Chilean lawyer and politician (1921–2022)

Duberildo Jaque Araneda (7 April 1921 – 22 May 2022) was a Chilean lawyer and politician. A member of the Radical Party and later the Chilean Social Democracy Party, he served in the Chamber of Deputies from 1961 to 1973.

== Life and career ==
Jaque was born on 7 April 1921, to Pedro Jaque and Isidora Araneda in Carahue, Chile. He studied at the Liceo de Temuco and law at the University of Chile and was sworn in with the "Commercial air navigation in Chile" thesis as a lawyer on 2 December 1949. He served as both a professor of Civic Education and Political Economy at the Liceo de Niñas de Concepción and a local police judge in Penco.
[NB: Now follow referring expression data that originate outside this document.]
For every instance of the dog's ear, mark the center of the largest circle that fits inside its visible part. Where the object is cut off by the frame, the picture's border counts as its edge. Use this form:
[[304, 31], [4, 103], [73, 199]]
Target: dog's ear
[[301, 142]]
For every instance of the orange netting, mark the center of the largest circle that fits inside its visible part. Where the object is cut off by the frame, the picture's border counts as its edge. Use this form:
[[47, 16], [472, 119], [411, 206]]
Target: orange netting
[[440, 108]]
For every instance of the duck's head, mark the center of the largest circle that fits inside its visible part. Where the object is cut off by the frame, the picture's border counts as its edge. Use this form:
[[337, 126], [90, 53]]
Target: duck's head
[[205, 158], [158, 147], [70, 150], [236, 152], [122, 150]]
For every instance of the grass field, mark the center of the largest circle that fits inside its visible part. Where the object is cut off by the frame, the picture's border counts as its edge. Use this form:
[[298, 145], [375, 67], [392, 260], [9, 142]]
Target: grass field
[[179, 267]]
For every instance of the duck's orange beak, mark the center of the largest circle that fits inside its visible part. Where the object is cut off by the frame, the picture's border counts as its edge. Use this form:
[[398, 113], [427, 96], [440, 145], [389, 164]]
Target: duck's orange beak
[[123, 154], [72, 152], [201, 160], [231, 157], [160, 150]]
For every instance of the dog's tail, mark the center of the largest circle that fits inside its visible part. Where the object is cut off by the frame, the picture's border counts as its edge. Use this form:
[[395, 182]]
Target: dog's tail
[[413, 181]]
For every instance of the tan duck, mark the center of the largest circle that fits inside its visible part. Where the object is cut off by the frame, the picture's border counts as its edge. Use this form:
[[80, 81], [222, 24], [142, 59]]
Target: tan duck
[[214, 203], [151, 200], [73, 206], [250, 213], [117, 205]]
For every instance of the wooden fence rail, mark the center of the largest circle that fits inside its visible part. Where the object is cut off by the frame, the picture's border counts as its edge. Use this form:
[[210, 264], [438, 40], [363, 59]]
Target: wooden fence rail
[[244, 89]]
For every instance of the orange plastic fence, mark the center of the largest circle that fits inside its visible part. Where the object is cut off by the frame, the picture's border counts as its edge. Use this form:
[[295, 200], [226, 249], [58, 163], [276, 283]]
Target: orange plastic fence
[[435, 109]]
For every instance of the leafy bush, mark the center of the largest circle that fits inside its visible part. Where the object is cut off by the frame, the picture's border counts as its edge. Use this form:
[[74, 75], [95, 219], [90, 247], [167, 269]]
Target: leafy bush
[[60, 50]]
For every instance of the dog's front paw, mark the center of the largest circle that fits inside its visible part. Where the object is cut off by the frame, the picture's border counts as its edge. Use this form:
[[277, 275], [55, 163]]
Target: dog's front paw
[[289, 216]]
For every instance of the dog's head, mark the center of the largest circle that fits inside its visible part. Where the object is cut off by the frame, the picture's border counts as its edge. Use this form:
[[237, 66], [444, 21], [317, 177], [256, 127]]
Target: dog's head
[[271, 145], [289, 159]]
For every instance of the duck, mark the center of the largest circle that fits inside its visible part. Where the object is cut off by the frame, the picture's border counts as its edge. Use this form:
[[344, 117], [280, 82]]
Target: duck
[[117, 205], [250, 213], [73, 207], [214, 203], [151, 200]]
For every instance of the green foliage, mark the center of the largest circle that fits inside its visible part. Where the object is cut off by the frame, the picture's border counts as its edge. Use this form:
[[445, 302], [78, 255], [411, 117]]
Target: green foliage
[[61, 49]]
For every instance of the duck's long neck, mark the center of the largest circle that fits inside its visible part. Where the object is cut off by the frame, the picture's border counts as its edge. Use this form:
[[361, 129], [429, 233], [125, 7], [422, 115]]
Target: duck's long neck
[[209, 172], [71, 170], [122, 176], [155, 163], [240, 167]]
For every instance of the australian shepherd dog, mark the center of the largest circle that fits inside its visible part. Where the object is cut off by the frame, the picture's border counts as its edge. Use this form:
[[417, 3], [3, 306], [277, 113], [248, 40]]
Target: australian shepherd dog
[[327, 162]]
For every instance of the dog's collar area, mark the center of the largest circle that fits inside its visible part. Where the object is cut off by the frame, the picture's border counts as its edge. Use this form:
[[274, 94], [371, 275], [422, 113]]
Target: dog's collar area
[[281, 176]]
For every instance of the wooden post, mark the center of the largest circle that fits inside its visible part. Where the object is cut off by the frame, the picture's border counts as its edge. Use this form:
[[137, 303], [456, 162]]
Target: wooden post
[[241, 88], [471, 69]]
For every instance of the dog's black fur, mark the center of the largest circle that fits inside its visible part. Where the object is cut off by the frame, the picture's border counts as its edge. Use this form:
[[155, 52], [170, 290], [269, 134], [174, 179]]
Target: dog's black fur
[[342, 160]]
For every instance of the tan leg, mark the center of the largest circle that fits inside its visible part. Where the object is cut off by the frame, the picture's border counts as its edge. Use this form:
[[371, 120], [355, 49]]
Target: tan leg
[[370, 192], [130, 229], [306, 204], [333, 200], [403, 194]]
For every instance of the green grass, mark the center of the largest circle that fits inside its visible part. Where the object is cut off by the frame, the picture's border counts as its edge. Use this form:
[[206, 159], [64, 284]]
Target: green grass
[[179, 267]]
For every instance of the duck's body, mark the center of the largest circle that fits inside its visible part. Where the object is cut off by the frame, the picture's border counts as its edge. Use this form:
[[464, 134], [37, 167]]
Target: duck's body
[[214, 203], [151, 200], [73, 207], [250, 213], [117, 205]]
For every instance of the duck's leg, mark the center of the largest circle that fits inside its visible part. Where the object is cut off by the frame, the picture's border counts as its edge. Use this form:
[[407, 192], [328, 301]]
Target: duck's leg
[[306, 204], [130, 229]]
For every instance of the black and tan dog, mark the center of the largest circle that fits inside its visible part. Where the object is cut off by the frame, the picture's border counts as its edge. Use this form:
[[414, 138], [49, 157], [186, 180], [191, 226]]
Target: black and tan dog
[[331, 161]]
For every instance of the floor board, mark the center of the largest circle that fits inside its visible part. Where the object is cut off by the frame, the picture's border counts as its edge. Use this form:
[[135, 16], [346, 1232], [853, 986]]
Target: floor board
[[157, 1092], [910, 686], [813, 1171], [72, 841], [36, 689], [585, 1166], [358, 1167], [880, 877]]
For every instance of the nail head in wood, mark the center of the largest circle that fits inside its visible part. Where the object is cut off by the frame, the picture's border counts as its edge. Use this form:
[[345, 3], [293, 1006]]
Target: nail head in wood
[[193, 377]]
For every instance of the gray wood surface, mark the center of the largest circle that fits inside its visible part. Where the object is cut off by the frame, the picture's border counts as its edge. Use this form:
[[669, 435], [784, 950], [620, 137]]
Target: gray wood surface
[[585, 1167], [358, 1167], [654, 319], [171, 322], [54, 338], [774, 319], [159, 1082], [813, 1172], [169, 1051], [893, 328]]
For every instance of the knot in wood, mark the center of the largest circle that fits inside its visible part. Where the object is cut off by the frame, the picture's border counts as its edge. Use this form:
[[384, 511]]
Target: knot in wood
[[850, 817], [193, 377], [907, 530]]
He was a Public Law Seminar assistant and Administrative Law professor at the School of Law at the University of Concepción.

He was a Ministry of the Interior official from 1945 till 1949. Between 1949 and 1961, he was the Municipality of Concepción's secretary-attorney and occasional deputy mayor.

As a Radical Party of Chile member, he led the Radical Youth of the 8th Commune of the First District of Santiago and was a member of the Radical Assembly of Concepción and the Political Commission of the party in the 23rd National Convention.

In 1961, 1965, and 1969 he was elected deputy for the Seventeenth Departmental Group "Concepción, Tomé, Talcahuano." He was a member of the Permanent Commission of Internal Government, Permanent Commission of Housing and Urbanism and Latin American Integration and National Defense. In 1972 he joined the Radical Party of the Left and in 1973 ran unsuccessfully for reelection.

On 14 March 1983, during the Military dictatorship of Chile he was one of the signatories of the Democratic Manifesto which gave rise to the Democratic Alliance, which brought together Christian Democrats, Socialists, Conservative-Liberals, and Social Democrats to oppose Augusto Pinochet's regime.

Jaque died on 22 May 2022, at the age of 101.